The MIVEC 2.4-litre (‘MIVEC’ means it has variable valve timing and lift) develops 217Nm at 4000 rpm and has a high average torque output. The engine peaks in power at 121kW at 6000 rpm. One of our drivers approached the car expecting its performance to match its extremely sporting looks – and so was disappointed. However, for a four-cylinder 1660kg people-mover, the performance of the Grandis is good. The factory 0-100 km/h time is listed at 12 seconds but helped by the intelligent trans and the ease with which the driver can over-rule it if desired, the Grandis has plenty of off-the-line acceleration and hill-climbing ability, even on the open road. Incidentally, although the engine switches valve timing and lift at 3600 rpm, the driver cannot feel the changeover – the engine is smoothly powerful from idle to the redline. Listed fuel economy is 10.4 litres/100 km and with plenty of open-road work in the test week, we achieved 9.4 litres/100 km.
As part of our test, we travelled well over 1000 kilometres in one long day of secondary road driving. In these conditions – although admittedly probably atypical of the use many people will put the car to – the Grandis was very impressive. Its ride and handling are excellent, with a sure-footed, long wheelbase feel and the ability to shrug off indifferent road surfaces and buffeting from trucks.
The suspension – front MacPherson struts and a rear semi-trailing arm system – is not startling in its on-paper specs but the on-road composure is very impressive. About the only downsides are that at speed, the steering is a little too light, and that the cruise control doesn’t work with the seamless excellence of most modern systems. As expected from a front-wheel drive in this class, the final handling trait is understeer but it is progressive and doesn’t intrude until quite high cornering levels. The four-wheel disc brakes are equipped with 4-channel ABS.

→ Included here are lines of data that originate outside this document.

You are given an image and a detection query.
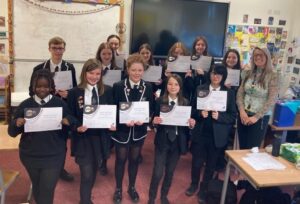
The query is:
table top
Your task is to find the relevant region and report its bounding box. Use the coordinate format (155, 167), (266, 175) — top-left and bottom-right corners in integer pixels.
(270, 124), (300, 131)
(0, 125), (19, 150)
(226, 150), (300, 187)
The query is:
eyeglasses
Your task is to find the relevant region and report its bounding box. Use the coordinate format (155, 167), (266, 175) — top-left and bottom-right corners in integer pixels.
(50, 47), (65, 51)
(253, 53), (265, 58)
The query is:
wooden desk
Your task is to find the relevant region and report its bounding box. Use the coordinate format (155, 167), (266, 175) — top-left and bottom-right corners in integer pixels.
(0, 125), (19, 149)
(270, 124), (300, 143)
(221, 150), (300, 204)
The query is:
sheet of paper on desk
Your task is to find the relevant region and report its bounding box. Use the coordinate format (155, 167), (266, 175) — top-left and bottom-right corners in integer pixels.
(242, 153), (286, 171)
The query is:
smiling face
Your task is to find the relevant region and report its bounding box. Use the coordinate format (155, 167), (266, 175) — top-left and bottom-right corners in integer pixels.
(173, 47), (184, 57)
(86, 67), (101, 86)
(108, 37), (120, 51)
(49, 43), (65, 62)
(226, 52), (239, 69)
(100, 48), (113, 66)
(35, 78), (51, 99)
(139, 48), (151, 64)
(253, 49), (267, 68)
(127, 62), (144, 83)
(195, 39), (206, 55)
(167, 77), (180, 97)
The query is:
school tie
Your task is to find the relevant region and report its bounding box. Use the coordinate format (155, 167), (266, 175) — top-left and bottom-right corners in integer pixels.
(91, 87), (98, 105)
(104, 67), (109, 71)
(41, 99), (46, 105)
(132, 84), (140, 101)
(168, 101), (177, 142)
(54, 66), (59, 72)
(212, 88), (216, 91)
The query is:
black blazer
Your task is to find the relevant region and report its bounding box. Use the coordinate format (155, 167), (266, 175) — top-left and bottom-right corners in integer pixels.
(67, 85), (114, 157)
(153, 97), (190, 155)
(112, 78), (153, 144)
(191, 84), (237, 148)
(29, 59), (77, 96)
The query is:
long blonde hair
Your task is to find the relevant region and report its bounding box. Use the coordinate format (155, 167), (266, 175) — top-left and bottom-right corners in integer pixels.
(244, 47), (273, 89)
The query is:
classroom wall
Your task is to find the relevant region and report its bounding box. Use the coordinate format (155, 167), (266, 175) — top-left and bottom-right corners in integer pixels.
(0, 0), (300, 92)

Despite the limited room available for the front seat occupants, other passengers do rather better in the Grandis. There’s never a surfeit of space – and headroom in the rearmost row is tight - but all the seating positions get cupholders, storage spaces and armrests. The second row passengers can also make use of trays that fold down from the back of the front seats.
For load-carrying versatility, the second row of seats splits and folds 60:40 and the third row of seats does the same on a 50:50 split, allowing the carriage of loads with a reduced number of passengers. The third row of seats can also be individually folded under the floor, giving a flat cargo area.
The Grandis was first released with the option of an extra-cost luxury pack but it is now standard. Flash bits include the wood and leather steering wheel and gear-knob, dual sunroofs (the front one pops up and the rear roof slides back), tinted glass and 16 x 6.5 inch alloys. However, shortfalls include the fitment of only a single CD radio (a stacker is optional) and the absence of a trip computer of any kind. Safety is addressed with six airbags, with the second row passengers protected by curtain airbags.
If you’re after a capacious vehicle capable of carrying seven adults in comfort, the Grandis is not for you - it simply doesn’t have the interior space. (And you really need to go to the next size up of people-movers to get it.) But if on the other hand, you need lots of seats for children and good load carrying versatility, it’s likely that the Grandis will appeal. Certainly, its deficiencies are easily visible on the showroom floor – on the road it drives very well.